The Academy Is... singles chronology
| "Neighbors" (2007) | "Everything We Had" (2007) | "Sleeping with Giants (Lifetime)" (2007) |

= Everything We Had =

"Everything We Had" is a single by the band The Academy Is... from their album Santi. The song debuted on the radio on July 17, 2007 and was featured in the soundtrack of the film P.S. I Love You.

This song was ranked #87 on MTV Asia's list of the Top 100 Hits of 2007.

== Music video ==
The music video is shown in rewind, from when William Beckett flies out of the pool he had previously thrown himself into. He then walks backward to where he had crushed a cake, and it rebuilds in rewind. He walks back and sits down on a couch. He then gets up again and walks back to where a woman, who appears to be his ex-girlfriend in the story, is yelling at him for showing up at her party. The marbles on a counter that she knocked down go back into the bowl, a present that she knocked out of Beckett's hands goes back into place, and she finally walks back to where she was talking to her friends.
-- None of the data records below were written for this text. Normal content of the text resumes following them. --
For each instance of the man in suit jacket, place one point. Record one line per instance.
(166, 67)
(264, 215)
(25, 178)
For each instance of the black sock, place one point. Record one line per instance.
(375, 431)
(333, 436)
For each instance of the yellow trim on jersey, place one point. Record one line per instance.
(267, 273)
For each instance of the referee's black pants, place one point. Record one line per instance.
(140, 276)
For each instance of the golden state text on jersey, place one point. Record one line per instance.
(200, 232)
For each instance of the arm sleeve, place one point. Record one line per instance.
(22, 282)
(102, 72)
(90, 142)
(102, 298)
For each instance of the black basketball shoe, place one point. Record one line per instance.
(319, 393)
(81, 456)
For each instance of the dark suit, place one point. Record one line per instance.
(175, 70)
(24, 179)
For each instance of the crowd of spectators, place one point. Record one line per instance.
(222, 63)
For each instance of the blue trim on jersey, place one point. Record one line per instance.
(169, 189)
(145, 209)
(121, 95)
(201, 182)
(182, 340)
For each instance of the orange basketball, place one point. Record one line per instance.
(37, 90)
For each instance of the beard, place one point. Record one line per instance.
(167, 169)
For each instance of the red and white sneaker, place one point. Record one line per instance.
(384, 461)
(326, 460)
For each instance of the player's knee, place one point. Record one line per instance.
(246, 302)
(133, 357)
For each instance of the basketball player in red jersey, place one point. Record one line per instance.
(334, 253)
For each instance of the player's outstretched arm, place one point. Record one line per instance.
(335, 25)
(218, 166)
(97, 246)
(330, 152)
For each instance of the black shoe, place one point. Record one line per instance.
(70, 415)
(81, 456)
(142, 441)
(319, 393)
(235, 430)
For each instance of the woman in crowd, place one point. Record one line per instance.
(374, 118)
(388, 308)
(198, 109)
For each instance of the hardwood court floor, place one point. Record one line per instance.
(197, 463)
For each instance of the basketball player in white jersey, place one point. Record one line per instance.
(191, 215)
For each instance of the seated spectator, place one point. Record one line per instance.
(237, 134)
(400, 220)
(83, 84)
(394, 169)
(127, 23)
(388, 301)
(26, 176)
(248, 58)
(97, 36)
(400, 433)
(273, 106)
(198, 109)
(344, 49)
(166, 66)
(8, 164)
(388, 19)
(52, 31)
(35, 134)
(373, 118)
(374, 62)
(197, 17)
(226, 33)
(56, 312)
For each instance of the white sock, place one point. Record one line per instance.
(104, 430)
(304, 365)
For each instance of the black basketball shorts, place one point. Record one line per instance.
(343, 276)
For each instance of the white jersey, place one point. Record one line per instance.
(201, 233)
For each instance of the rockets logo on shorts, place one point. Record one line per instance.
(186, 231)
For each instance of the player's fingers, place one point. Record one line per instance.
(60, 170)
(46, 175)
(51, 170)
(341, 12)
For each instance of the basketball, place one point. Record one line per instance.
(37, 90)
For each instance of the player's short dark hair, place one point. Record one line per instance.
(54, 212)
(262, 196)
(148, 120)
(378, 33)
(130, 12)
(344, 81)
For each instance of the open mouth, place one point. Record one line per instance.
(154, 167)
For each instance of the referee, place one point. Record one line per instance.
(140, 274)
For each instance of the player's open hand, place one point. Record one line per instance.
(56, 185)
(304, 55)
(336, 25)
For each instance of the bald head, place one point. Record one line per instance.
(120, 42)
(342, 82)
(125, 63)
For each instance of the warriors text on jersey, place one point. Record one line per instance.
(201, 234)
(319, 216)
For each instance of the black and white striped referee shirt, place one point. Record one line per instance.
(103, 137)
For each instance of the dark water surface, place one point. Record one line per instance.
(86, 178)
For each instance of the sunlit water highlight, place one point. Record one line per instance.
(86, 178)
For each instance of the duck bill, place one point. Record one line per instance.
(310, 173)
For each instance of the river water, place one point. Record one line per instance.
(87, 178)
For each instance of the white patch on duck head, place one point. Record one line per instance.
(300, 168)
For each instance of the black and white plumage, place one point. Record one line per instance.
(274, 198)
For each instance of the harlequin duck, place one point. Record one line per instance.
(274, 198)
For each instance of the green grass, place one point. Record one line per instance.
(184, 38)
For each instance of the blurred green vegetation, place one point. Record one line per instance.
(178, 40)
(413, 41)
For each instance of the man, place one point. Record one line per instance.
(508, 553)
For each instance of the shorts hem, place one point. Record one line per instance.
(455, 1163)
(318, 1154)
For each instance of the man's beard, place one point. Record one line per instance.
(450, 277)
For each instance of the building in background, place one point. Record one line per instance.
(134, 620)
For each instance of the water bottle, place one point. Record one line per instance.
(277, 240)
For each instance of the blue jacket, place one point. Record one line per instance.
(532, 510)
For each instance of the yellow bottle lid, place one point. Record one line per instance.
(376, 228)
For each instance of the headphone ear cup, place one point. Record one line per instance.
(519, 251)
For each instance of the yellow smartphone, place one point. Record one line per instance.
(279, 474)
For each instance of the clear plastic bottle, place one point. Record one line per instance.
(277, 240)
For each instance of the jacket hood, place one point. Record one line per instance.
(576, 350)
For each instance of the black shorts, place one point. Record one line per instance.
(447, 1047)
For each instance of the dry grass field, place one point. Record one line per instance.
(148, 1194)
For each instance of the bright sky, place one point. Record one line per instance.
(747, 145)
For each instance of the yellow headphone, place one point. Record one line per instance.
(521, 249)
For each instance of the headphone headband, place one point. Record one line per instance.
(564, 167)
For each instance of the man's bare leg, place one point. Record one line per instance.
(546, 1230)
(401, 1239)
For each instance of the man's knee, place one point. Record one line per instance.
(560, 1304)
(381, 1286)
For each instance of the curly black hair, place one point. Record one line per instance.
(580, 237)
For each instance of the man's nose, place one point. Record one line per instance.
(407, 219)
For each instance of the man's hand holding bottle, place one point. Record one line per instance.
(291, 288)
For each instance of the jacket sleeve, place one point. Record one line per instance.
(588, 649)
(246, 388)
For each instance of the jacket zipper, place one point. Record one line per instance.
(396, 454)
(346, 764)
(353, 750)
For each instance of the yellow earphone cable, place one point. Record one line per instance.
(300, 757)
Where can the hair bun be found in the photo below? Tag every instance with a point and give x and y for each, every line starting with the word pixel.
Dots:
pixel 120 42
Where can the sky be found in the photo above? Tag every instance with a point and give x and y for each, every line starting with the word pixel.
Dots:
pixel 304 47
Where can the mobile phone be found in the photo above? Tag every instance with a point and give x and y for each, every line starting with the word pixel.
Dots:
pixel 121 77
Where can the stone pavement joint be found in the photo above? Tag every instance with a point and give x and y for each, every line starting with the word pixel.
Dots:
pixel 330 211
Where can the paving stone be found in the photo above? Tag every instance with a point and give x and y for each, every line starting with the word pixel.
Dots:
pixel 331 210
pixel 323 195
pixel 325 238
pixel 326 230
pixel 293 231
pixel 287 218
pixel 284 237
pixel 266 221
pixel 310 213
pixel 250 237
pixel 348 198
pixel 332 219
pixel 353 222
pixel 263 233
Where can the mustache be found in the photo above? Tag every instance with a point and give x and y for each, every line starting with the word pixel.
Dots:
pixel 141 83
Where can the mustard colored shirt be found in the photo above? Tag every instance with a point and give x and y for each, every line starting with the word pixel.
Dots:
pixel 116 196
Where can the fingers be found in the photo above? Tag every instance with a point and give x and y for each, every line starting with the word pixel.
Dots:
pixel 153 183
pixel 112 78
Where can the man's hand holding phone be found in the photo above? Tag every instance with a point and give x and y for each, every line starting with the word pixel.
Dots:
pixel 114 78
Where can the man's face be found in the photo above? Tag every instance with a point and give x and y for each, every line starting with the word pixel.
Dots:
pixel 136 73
The video ends with Beckett singing the last line and walking away as the camera turns to where a sign on a wall says "Happy Birthday."

In some parts of the video Beckett is singing while video scenery and people are paused and static.

== Total Request Live ==
In September 2007, Total Request Live had a first look at the music video. On October 1 it made its countdown debut at #8, making it the second video by The Academy Is... to be seen on MTV, the first being "Toasted Skin".